ESP32-S31 Secure Boot and Flash Encryption Overview

Secure Boot and Flash Encryption protect firmware integrity and confidentiality on ESP32-S31 devices in production deployments.


Secure Boot — Firmware Integrity

Secure Boot is a hardware chain of trust based on digital signature verification. On reset, the chip runs only firmware images that pass signature checks.

How It Works

  • Digital signature verification: During the build, firmware is signed with a private key (RSA-3072 or ECDSA).
  • Public key in eFuse: The public key hash is written to read-only eFuse during manufacturing.
  • Boot verification chain: On each boot, the ROM bootloader uses the public key hash in eFuse to verify the first-stage bootloader in flash. After that succeeds, the bootloader verifies the partition table and application image in sequence.
  • Side-channel hardening: ESP32-S31 includes a Brownout Detector and DPA (Differential Power Analysis) protection to reduce side-channel attacks during boot and key use.

Flash Encryption — Firmware Confidentiality

Flash Encryption protects code and data stored in external flash. It reduces the risk of firmware cloning or reverse engineering when flash is read with a programmer or logic analyzer.

How It Works

  • On-the-fly encryption: Uses XTS-AES-256. When the CPU reads code or data from flash through the MMU cache, the hardware decrypts in real time; writes are encrypted in real time. This is transparent to application software.
  • Physically isolated key: The encryption key is generated by the on-chip TRNG on first boot (or programmed on the production line) and stored in a read-only eFuse key block. Software and external interfaces such as USB/JTAG cannot read the key after it is programmed.
  • Ciphertext at rest: Data read directly from the flash chip appears as ciphertext without the key.

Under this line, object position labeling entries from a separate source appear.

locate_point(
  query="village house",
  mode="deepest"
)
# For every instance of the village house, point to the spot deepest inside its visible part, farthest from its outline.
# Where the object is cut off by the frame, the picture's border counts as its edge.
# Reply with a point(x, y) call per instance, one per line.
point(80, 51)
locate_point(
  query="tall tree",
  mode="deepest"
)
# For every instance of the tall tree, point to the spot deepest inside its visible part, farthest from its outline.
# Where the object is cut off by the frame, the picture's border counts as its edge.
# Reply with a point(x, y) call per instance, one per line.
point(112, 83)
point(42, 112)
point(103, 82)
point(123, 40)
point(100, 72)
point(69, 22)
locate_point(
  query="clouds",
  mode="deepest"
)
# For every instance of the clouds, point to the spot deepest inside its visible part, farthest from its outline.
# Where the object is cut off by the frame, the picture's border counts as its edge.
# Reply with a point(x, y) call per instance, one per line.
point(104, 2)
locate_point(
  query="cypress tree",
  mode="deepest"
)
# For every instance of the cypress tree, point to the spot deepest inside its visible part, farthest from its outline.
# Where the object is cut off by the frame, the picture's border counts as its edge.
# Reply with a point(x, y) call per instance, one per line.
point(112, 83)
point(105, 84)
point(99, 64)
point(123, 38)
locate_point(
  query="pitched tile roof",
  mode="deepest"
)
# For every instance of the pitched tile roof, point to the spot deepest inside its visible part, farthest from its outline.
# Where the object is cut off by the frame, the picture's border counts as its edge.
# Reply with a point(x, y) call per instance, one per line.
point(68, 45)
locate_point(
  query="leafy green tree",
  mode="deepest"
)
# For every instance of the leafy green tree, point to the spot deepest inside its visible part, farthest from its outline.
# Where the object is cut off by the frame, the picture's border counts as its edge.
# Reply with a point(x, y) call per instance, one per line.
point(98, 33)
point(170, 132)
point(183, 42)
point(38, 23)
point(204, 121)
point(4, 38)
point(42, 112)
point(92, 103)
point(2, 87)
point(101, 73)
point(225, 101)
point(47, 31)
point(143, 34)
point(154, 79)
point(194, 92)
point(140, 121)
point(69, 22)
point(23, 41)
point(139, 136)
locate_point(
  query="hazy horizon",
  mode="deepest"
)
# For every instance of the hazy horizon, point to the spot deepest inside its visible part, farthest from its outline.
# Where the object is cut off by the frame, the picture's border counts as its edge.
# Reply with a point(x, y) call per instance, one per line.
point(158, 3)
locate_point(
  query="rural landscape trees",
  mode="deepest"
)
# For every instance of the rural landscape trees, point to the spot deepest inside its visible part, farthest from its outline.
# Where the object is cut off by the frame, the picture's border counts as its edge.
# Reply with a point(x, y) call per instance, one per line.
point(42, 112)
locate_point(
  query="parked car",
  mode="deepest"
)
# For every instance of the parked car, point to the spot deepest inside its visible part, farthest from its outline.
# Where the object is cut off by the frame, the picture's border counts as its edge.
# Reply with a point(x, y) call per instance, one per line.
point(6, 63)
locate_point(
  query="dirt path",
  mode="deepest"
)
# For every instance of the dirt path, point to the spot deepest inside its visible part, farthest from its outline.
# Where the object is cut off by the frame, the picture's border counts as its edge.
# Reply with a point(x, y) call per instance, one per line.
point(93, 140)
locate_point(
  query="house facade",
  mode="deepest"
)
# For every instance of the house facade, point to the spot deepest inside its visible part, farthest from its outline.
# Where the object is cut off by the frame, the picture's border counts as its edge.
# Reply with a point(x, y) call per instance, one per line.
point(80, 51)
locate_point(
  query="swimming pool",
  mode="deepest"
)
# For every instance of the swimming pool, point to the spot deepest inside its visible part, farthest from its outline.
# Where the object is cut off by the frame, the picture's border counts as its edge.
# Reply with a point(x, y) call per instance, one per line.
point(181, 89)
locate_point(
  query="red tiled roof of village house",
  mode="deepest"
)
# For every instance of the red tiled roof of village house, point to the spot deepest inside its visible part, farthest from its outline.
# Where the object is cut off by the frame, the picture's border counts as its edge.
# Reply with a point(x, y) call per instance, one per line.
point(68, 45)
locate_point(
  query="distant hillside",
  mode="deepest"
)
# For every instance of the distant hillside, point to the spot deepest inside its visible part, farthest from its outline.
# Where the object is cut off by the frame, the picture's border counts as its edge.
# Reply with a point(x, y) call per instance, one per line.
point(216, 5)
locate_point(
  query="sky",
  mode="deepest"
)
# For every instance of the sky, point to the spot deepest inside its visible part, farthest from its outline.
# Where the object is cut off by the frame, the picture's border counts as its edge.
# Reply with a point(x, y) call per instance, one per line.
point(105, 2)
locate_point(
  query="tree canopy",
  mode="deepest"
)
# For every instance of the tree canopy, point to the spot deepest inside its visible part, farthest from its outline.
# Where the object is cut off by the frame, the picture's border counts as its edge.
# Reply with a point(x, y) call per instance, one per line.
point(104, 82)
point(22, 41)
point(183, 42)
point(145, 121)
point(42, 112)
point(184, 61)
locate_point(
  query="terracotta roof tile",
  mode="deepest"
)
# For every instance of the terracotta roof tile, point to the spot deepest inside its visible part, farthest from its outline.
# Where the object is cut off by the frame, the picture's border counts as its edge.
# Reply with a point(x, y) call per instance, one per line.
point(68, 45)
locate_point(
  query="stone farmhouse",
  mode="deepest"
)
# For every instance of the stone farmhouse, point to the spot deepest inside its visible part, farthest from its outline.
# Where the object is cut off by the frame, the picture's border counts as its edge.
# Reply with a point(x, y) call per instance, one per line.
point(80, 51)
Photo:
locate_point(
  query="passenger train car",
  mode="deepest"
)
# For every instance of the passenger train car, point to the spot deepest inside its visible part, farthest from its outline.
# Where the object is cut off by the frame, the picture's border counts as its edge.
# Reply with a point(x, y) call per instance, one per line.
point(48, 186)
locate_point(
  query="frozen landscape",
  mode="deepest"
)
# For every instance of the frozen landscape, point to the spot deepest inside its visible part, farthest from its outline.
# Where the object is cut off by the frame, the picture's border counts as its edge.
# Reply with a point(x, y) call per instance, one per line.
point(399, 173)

Use Both Features in Production

Enable Secure Boot and Flash Encryption together for defense in depth:

  1. Flash Encryption only: Attackers may still replace flash contents with unsigned firmware if Secure Boot is disabled.
  2. Secure Boot only: Attackers may still read plaintext firmware from flash for reverse engineering.
  3. Secure Boot + Flash Encryption: Protects both execution integrity and stored firmware confidentiality.

Implementation

For enabling Secure Boot and flash encryption, including key generation, eFuse configuration, and production signing, see the ESP32-S31 Security Guide.

[!NOTE] eFuse is one-time programmable (OTP). After a key or lock bit is written, the change is permanent. During development, use Development mode. Do not enable Release mode on engineering boards unless you intend to lock the device permanently.